The book’s reach is impressively ambitious. While keeping the unfolding tragedy at Okawa Elementary in central focus, Parry also explores the ways in which Japanese communities and individuals who survived the tsunami have struggled to deal with the suffering and guilt they’ve experienced. Some of them turn to psychics and mediums in an effort to both find their children’s missing bodies as well as communicate with their spirits. A Buddhist monk finds himself overworked to the point of breakdown when cases of spirit possession in the region explode, and he has exorcise the angry, possessive spirits of those who died. Municipal governments struggle with how and where to draw the line between memorializing what’s been lost, and rebuilding for the future. Should the sites of tragedy and destruction be preserved as memorials, or bulldozed over? These are some of the dilemmas faced by the individuals and communities which survived.
There’s also a broader aspect of cultural ways of dealing with grief that Parry considers as well.
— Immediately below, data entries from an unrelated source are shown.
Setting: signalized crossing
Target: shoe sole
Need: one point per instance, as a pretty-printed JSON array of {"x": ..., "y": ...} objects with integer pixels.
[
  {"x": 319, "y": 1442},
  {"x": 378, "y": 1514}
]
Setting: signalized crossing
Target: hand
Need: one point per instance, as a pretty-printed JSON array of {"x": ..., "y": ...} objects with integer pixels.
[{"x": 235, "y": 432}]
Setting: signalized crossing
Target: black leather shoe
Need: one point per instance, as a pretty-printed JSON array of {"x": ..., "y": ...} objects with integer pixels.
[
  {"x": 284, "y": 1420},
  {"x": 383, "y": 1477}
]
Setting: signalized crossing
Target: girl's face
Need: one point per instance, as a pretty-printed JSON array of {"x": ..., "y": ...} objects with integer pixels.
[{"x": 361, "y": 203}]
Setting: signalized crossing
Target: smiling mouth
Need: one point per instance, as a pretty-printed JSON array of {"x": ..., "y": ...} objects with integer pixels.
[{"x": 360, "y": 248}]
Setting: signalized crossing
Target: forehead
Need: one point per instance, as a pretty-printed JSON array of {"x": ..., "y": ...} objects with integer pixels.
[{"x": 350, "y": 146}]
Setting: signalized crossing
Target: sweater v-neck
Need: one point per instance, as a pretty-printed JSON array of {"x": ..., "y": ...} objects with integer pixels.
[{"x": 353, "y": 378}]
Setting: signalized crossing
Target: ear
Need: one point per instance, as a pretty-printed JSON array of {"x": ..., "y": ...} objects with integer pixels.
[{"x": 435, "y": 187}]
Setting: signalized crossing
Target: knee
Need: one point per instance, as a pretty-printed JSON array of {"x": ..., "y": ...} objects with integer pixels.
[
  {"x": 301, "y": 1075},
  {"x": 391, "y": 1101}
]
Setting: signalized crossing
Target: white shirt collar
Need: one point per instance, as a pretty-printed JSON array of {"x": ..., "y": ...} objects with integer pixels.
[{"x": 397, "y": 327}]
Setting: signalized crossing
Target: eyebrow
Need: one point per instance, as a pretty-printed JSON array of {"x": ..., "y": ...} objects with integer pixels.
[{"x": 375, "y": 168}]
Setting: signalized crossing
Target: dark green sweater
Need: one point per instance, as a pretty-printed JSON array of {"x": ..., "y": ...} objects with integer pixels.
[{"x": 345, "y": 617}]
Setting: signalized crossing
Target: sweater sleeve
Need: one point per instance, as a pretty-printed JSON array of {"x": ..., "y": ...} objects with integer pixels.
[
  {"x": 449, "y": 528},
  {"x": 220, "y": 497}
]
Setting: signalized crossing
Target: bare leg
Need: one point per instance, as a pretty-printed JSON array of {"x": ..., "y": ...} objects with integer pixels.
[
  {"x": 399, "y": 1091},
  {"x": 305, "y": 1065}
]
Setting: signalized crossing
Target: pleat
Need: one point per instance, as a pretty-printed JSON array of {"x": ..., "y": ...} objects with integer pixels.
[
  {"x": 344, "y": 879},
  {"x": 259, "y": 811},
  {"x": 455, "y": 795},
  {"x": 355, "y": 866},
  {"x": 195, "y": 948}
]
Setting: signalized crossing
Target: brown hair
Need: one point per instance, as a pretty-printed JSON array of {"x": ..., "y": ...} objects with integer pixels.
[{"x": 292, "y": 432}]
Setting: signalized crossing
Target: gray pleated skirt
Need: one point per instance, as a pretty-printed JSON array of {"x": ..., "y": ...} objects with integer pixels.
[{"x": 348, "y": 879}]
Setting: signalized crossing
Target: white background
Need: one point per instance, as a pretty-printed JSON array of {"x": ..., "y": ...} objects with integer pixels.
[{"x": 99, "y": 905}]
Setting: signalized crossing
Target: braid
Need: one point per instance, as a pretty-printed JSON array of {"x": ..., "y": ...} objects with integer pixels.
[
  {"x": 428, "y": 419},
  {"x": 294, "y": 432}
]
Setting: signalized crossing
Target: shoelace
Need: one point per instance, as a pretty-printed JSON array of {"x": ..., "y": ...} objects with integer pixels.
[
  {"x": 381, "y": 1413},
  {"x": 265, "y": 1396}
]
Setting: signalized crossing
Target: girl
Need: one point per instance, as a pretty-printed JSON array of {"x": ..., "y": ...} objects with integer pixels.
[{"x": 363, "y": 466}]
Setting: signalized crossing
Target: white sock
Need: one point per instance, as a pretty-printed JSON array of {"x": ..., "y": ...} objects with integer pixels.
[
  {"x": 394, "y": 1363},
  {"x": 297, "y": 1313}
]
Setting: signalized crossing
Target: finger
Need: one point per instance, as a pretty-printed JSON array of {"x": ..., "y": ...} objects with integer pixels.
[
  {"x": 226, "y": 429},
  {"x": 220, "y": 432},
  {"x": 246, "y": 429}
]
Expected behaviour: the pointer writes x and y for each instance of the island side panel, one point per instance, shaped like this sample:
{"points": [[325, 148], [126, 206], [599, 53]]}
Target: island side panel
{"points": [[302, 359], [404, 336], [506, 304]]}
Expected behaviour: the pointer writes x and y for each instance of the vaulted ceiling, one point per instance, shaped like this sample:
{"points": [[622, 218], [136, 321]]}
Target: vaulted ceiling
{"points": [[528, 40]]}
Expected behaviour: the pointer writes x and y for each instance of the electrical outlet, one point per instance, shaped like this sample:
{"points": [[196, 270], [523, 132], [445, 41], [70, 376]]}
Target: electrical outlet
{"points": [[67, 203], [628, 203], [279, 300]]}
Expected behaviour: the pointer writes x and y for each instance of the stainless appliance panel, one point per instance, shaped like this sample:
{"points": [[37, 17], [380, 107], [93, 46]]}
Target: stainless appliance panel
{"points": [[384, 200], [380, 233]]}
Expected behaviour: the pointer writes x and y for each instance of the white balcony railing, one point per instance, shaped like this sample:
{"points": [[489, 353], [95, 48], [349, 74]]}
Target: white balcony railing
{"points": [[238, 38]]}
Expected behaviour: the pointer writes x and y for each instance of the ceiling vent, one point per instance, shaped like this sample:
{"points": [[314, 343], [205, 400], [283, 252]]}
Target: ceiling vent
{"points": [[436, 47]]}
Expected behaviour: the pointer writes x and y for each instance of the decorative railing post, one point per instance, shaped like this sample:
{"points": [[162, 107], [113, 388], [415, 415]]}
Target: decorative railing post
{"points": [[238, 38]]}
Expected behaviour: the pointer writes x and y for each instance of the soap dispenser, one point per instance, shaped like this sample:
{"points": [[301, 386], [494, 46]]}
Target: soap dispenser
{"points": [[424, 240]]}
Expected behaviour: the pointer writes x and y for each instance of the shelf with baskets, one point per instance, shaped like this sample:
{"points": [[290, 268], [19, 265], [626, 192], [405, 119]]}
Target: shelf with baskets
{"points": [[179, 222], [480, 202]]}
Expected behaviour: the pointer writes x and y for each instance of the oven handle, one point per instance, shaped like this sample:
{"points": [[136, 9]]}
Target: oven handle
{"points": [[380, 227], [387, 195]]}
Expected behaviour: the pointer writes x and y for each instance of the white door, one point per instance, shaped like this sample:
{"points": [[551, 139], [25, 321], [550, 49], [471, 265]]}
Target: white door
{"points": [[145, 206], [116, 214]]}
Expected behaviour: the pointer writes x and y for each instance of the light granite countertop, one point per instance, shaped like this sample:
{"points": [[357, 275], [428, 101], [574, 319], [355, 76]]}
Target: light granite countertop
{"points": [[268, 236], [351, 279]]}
Japan’s strong sense of cultural collectivism – the ‘village culture’ as some sociologists describe it – helped survivors to come together and begin the hard work of rebuilding. Yet that same social imperative led to an unwillingness for some to openly face the hard questions generated in the wake of the tsunami. Were there officials whose negligence increased the death toll? Should they be held to public account, and if so how?
Survivors found themselves sometimes bitterly divided over those who wanted to demand public answers — those who challenged and denounced officials and even took them to court – and those who resigned themselves to the strong Japanese social imperative to suffer in stoic silence, and not challenge authority. The court case itself – which only concluded in 2016 — was remarkable in some respects, simply for the manner in which so many otherwise average citizens refused to accept official explanations. Parry does an excellent job of considering the cultural dimensions of these matters, and the hardships and retribution that angry and defiant survivors faced for demanding justice.
Parry’s narrative is exquisitely written, and while he inserts himself into the text as necessary—it would be inhuman for anyone researching such a story not to be affected by it—his focus is on the victims and survivors. He forges close bonds with several of them, enabling the reader to develop a keen and familiar sense of their emotional and psychological struggles.
Above all, Parry doesn’t lose sight of the purpose for which a story like this ought to be told. It’s to remember those who were lost, and to try to assuage the suffering of those survived. But it’s also to try to prevent future avoidable tragedies like the one that struck Okawa Elementary, and most importantly perhaps to remind us that how we deal with death is, in many ways, a vitally important part of how we deal with life.